When cultural references are closed to the infinite, humanity is constrained to live solely on a horizontal plain. This profound frustration disturbs human life and introduces a dynamic of rupture and brokenness across human culture in a form of negative solidarity.
Depression is an ubiquitous experience of disorder that causes immense personal suffering throughout the human family. Its causes are complex and multiple but it cannot be properly understood or responded to without the inclusion of the human capacity for relationship with God, which is activated as faith. Functional agnosticism is a dominant theme in the present culture marked as it is by a truncated vision of the human person and an essentially reductionist understanding of human destiny.
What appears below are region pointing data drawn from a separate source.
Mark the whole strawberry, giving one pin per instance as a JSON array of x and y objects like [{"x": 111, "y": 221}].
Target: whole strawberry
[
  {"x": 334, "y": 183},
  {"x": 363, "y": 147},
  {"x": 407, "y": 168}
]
Efforts to understand depression draw upon the best of our scientific and medical knowledge but sometimes they flag in not averting to the totality of the human person. A more complete understanding of the human person that draws upon Christian anthropology is essential. Each of the aspects of the human person, the biological, psychological and spiritual dimensions needs to be considered when addressing this disorder.
In the absence of such consideration, the root causes of depression are not touched and an even deeper frustration is introduced. Lacking a means to see the meaning of suffering, the person who is closed in the grip of an all-encompassing subjectivism needs to be called to a deep interior conversion.
In the pastoral life of the Church there are many fruitful sources for remedial actions to prevent or alleviate depression. The experience of the new ecclesial movements provides us with evidence of the healing power of Christian community. The values espoused in many of the movements create a much more positive culture that supports health and well-being. This healing context needs to work in harmony with other modes of treatment and response.